Entanglements and freedoms
The book – I am not sure if I can call it a novel – opens with Anjali’s childhood in Calcutta. It is made abundantly clear that Anjali is a child of wealthy parents – both of them have high-paying jobs, the house is tastefully and expensively decorated, rows of servants attend to its occupants, and vacations mean leisurely trips to Europe. Anjali is adequately loved, as is proven by the pencil cases brought from Japan and a gift of cans of Coca-Cola.
While the former invites scrutiny of her classmates that makes her realise she is “different”, the latter puts her in a conundrum when an opportunity arises for her to share a can of soft drink with a cousin. On a trip with her parents to Switzerland, the child witnesses a couple kissing in public and realises that such freedom is something “fundamentally missing” from her life. The strange juxtaposition of privilege and unbelonging follows Anjali, and the text, till we see the last of her.
Meanwhile, we meet Anita after she has left her husband. Not for good, but to find a job in a city while her husband focusses on his writing. We don’t know anything about Anita’s childhood or how she met her husband, Mark. We find her quite literally in the middle of movement – fidgety and unsure of herself – walking along a street and looking at shop windows.
When she spots a dress she can “potentially wear”, a seemingly ordinary shopping experience turns into a looking glass that reflects the unadorned, unbearable truths about her marriage – that she was married to a chauvinist, who constantly patronised her in his “wonderfully gentle and inspiring ways”. From her Indian eating habits to her reaction to New Yorker magazine articles, nothing was beyond scrutiny or criticism for her husband.
After Anjali moves to New York City in search of the ephemeral freedom of her childhood, she gets into a relationship with Shane, a bartender – the kind her family in India would disapprove of, which is why he makes for an ideal mate. But can such a relationship ever endure one’s personal inhibitions and ambitions? No, Anjali finds out.

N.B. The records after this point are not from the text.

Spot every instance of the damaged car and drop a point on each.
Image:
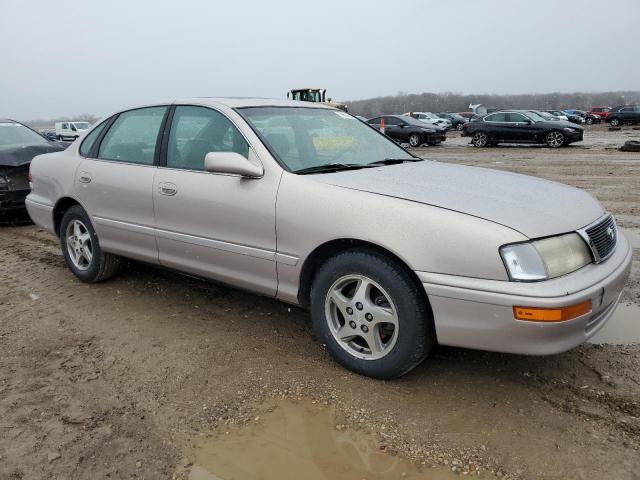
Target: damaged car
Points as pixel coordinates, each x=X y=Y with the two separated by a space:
x=18 y=145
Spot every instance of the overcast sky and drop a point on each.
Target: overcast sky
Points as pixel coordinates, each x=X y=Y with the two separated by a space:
x=70 y=57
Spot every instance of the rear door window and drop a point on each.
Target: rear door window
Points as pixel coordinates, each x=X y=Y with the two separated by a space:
x=133 y=136
x=87 y=143
x=196 y=131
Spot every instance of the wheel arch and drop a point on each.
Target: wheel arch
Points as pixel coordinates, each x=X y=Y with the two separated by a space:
x=62 y=205
x=329 y=249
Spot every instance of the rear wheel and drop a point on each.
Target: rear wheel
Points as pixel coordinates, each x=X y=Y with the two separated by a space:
x=480 y=139
x=371 y=315
x=555 y=139
x=81 y=248
x=415 y=140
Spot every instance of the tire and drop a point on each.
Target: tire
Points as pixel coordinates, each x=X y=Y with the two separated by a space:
x=371 y=346
x=480 y=139
x=415 y=140
x=81 y=248
x=555 y=139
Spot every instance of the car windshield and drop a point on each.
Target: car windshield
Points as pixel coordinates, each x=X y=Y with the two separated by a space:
x=303 y=138
x=13 y=134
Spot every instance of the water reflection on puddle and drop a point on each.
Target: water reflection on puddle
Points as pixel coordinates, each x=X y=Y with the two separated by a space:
x=623 y=328
x=299 y=440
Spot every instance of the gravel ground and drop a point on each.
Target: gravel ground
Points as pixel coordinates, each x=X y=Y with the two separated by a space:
x=107 y=380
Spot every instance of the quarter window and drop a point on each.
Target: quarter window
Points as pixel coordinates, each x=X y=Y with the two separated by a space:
x=196 y=131
x=496 y=117
x=90 y=139
x=132 y=137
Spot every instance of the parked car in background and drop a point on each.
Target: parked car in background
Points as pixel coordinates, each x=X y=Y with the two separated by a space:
x=589 y=118
x=457 y=121
x=521 y=126
x=558 y=114
x=70 y=130
x=248 y=192
x=403 y=128
x=601 y=112
x=18 y=145
x=624 y=114
x=432 y=118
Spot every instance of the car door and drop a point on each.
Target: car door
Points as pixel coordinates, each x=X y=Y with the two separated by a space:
x=114 y=183
x=218 y=226
x=496 y=126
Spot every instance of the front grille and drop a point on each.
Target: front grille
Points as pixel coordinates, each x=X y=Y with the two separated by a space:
x=602 y=238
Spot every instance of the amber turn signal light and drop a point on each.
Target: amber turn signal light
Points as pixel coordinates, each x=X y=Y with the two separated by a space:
x=535 y=314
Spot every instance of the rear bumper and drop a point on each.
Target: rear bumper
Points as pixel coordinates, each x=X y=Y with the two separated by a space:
x=12 y=200
x=475 y=313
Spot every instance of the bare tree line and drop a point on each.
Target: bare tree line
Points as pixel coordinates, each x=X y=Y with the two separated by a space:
x=84 y=117
x=454 y=102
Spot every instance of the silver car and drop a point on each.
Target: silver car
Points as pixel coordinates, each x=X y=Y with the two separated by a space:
x=305 y=203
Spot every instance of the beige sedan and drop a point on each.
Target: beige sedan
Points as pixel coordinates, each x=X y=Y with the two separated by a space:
x=308 y=204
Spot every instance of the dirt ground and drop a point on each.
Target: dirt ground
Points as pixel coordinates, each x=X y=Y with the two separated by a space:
x=123 y=379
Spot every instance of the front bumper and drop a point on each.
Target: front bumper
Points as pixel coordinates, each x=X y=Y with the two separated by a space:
x=12 y=200
x=477 y=313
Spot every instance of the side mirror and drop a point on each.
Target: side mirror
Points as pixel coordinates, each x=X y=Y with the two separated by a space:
x=232 y=163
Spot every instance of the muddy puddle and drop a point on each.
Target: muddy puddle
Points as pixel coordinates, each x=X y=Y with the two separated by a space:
x=621 y=329
x=299 y=440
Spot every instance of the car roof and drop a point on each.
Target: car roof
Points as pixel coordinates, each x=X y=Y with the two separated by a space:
x=239 y=102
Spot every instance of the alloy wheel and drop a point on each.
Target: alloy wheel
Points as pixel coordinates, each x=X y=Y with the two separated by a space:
x=362 y=317
x=79 y=247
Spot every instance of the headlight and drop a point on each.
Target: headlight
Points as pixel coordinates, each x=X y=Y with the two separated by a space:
x=545 y=259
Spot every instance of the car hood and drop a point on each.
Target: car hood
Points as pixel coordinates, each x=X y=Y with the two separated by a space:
x=15 y=156
x=532 y=206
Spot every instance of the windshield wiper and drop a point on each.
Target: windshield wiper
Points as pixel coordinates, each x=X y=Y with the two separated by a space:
x=393 y=161
x=331 y=167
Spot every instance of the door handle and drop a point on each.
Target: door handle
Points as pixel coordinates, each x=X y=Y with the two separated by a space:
x=168 y=189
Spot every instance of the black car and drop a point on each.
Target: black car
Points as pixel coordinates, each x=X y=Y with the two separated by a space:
x=457 y=120
x=407 y=129
x=18 y=145
x=624 y=114
x=521 y=126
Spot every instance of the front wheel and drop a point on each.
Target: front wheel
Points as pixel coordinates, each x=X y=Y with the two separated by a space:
x=480 y=139
x=371 y=315
x=555 y=139
x=415 y=140
x=81 y=248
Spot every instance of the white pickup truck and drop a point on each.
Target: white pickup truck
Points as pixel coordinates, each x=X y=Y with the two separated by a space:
x=70 y=130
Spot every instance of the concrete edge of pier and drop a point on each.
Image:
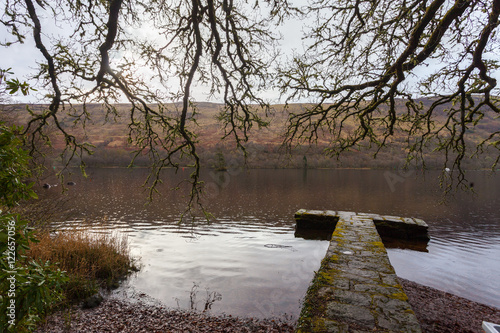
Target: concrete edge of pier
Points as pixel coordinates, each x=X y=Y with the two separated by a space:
x=356 y=288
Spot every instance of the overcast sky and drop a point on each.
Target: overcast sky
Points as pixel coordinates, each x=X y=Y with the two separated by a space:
x=23 y=58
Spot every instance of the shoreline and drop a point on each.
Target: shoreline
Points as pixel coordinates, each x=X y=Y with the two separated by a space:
x=437 y=312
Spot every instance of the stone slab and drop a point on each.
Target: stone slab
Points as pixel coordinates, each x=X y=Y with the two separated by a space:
x=356 y=288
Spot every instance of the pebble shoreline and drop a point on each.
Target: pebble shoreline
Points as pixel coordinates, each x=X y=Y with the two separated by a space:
x=437 y=312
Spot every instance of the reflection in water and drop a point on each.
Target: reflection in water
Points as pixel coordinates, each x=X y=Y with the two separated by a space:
x=250 y=255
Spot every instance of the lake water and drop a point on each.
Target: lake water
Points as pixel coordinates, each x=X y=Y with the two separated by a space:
x=248 y=262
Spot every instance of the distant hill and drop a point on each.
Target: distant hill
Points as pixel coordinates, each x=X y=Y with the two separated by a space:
x=110 y=137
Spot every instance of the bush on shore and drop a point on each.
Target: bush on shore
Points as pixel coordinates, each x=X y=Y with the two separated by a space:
x=91 y=260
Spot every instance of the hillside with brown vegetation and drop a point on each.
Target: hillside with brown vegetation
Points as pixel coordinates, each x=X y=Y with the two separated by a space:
x=110 y=133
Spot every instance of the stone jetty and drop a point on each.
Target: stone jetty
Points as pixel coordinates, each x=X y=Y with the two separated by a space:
x=356 y=288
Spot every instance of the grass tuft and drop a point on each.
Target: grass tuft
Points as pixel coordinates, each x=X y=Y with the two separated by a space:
x=92 y=260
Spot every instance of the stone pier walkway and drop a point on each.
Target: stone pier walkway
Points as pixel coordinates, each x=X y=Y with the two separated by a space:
x=356 y=288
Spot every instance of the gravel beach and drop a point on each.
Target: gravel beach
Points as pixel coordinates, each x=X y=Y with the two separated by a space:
x=437 y=311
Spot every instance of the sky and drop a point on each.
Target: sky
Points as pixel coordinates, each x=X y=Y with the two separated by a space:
x=23 y=58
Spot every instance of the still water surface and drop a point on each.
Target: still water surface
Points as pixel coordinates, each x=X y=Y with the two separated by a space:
x=249 y=263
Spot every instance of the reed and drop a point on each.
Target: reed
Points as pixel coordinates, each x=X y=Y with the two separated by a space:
x=92 y=260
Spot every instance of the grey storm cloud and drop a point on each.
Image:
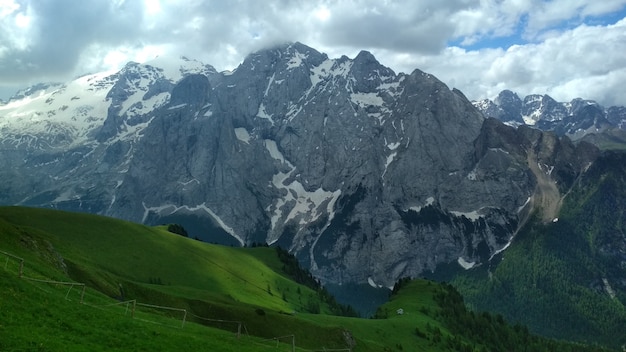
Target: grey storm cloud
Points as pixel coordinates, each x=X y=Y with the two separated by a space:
x=61 y=30
x=555 y=52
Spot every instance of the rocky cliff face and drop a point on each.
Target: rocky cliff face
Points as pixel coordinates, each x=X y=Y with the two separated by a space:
x=364 y=174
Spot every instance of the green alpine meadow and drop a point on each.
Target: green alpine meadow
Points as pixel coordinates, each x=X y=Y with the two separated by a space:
x=148 y=289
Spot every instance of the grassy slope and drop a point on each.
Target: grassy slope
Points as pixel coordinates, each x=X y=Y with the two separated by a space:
x=207 y=280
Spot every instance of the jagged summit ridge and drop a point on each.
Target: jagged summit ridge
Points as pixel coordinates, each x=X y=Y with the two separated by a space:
x=575 y=118
x=366 y=175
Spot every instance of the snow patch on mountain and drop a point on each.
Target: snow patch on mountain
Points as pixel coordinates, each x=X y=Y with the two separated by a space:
x=169 y=209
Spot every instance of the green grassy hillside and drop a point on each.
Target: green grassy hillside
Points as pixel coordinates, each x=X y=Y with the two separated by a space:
x=121 y=261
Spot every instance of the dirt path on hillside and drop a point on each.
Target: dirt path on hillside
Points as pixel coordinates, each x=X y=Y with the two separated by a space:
x=546 y=198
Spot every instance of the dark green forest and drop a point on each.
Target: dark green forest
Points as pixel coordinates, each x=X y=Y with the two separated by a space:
x=554 y=277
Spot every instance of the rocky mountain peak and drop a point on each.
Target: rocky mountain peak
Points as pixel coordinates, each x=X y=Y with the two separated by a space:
x=365 y=175
x=574 y=119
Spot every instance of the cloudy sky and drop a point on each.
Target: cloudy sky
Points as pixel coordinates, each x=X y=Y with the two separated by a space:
x=565 y=48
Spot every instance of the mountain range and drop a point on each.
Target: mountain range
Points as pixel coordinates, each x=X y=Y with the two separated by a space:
x=364 y=174
x=575 y=119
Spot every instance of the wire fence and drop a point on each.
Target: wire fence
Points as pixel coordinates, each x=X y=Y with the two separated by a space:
x=16 y=264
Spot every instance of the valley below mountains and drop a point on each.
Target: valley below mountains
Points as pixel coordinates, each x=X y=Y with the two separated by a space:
x=365 y=175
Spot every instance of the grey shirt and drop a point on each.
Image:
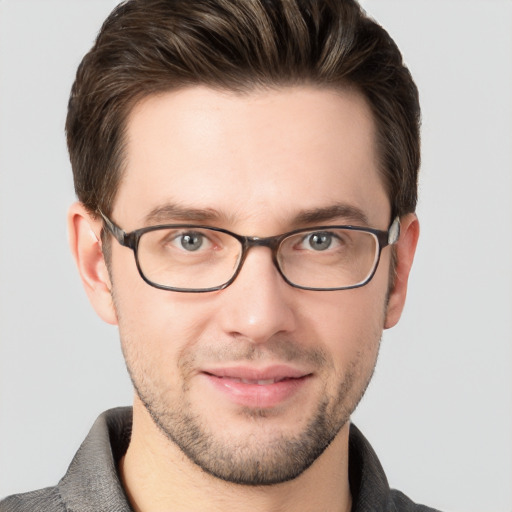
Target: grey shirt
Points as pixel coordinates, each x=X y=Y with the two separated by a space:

Shane’s mostly-zen demeanour is understood by Anjali as a lack of “passion and fierceness”, in direct contrast to the “qualities” she is made of – always ready to fight and have her voice heard, as a child in the company of her nine cousins in Calcutta and later as a 40-something writer who micromanages her own book launch event.

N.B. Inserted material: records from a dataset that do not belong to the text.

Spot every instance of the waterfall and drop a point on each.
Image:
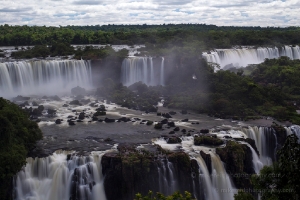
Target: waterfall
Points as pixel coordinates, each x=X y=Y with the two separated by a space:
x=294 y=129
x=162 y=72
x=210 y=192
x=56 y=177
x=135 y=69
x=220 y=180
x=45 y=77
x=245 y=56
x=257 y=164
x=266 y=142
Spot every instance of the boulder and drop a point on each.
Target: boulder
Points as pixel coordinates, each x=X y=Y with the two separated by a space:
x=166 y=115
x=176 y=129
x=158 y=126
x=204 y=131
x=124 y=119
x=173 y=140
x=171 y=124
x=21 y=98
x=75 y=102
x=81 y=116
x=51 y=111
x=71 y=123
x=207 y=140
x=55 y=98
x=184 y=112
x=172 y=112
x=164 y=121
x=149 y=123
x=107 y=120
x=34 y=103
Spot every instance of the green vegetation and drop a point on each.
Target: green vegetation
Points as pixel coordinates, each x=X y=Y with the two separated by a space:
x=18 y=135
x=159 y=196
x=210 y=36
x=281 y=180
x=207 y=140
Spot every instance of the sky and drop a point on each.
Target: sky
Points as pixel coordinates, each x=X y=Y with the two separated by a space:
x=262 y=13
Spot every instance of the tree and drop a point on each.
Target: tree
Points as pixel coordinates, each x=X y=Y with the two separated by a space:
x=282 y=180
x=17 y=136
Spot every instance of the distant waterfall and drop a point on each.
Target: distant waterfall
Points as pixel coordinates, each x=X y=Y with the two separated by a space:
x=294 y=129
x=220 y=180
x=162 y=72
x=257 y=164
x=46 y=77
x=135 y=69
x=55 y=177
x=245 y=56
x=266 y=142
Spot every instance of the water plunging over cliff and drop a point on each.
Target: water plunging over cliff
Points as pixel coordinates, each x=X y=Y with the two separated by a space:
x=45 y=77
x=245 y=56
x=266 y=142
x=135 y=69
x=55 y=177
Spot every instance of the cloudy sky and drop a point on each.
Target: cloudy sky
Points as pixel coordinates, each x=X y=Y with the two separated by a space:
x=92 y=12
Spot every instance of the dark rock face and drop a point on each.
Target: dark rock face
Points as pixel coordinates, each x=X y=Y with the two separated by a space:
x=78 y=91
x=184 y=112
x=238 y=163
x=280 y=134
x=172 y=112
x=158 y=126
x=207 y=140
x=204 y=131
x=173 y=140
x=107 y=120
x=129 y=172
x=21 y=98
x=171 y=124
x=164 y=121
x=75 y=102
x=51 y=111
x=166 y=115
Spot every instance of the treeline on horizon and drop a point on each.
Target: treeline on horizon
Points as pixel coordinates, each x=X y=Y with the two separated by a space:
x=210 y=36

Anita, in the meantime, tries to make peace with herself, as a mother and wife, as she ventures back into corporate life and the promises of New York City where she had met Anjali many years ago and has returned to in search of a job, selfhood, and lost libido.

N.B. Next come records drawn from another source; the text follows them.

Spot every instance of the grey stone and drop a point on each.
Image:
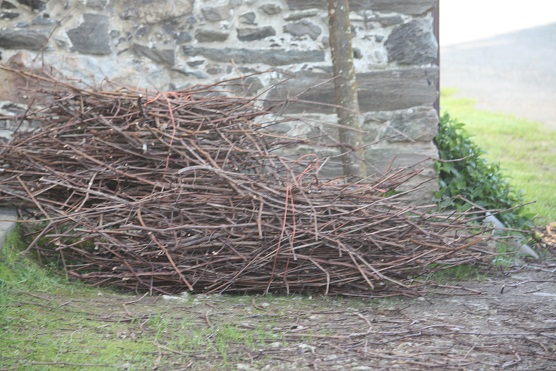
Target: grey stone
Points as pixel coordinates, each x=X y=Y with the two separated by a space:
x=257 y=33
x=143 y=31
x=204 y=35
x=389 y=20
x=248 y=18
x=7 y=5
x=60 y=42
x=412 y=43
x=409 y=7
x=216 y=13
x=43 y=20
x=165 y=56
x=249 y=86
x=154 y=11
x=272 y=57
x=295 y=16
x=195 y=63
x=386 y=90
x=22 y=39
x=398 y=155
x=92 y=36
x=302 y=28
x=38 y=5
x=97 y=4
x=184 y=37
x=270 y=9
x=9 y=15
x=419 y=124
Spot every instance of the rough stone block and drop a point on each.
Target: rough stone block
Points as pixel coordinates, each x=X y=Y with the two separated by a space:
x=38 y=5
x=154 y=11
x=252 y=34
x=22 y=39
x=165 y=56
x=409 y=7
x=272 y=57
x=217 y=13
x=248 y=18
x=204 y=35
x=302 y=28
x=377 y=91
x=419 y=124
x=9 y=15
x=92 y=36
x=270 y=9
x=412 y=43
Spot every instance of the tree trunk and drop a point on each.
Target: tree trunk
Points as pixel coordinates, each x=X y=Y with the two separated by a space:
x=349 y=119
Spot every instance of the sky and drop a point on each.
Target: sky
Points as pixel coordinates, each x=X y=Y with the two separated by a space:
x=469 y=20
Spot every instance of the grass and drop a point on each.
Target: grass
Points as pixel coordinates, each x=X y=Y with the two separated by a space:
x=524 y=149
x=48 y=322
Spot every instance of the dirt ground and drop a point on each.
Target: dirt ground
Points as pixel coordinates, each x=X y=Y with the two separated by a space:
x=507 y=321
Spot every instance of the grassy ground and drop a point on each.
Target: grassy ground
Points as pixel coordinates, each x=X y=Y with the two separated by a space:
x=525 y=150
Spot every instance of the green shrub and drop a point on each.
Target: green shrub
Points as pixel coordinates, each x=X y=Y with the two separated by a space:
x=464 y=172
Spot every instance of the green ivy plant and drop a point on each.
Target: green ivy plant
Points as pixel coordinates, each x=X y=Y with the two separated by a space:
x=463 y=171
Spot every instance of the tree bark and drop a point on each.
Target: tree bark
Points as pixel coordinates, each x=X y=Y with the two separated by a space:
x=349 y=118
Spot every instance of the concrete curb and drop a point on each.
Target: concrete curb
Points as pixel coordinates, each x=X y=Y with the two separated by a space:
x=8 y=217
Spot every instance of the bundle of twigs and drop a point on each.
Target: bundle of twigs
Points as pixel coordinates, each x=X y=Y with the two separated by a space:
x=184 y=191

Femininity between the lines
The six vignettes in the book are interconnected though not interdependent – you would be able to make sense of each’s individual crisis even if you decide not to read the chapters serially (not that I recommend it). This speaks favourably of Sarkar’s writing – she has deftly captured the anxieties that her protagonists face in each stage of their lives.
Another aspect that struck me about the book was how feminine it is. The first instance of sexual abuse, a well-fitting outfit offering much-needed confidence, the solace of female friendships. Sarkar is also a photographer who often photographs herself in her private spaces. The protagonists of Sarkar’s fiction are in many ways like Sarkar in these photographs – they offer glimpses of their lives but do not fully let you in and are always remarkably aware of their limitations and strengths.
The verdict is in the title. Sarkar’s first book is not quite a disaster, far from it. In fact, Not Quite a Disaster After All is made memorable by its evocative prose, wry humour, and fine dissection of feminine afflictions.
Not Quite a Disaster After All, Buku Sarkar, HarperCollins.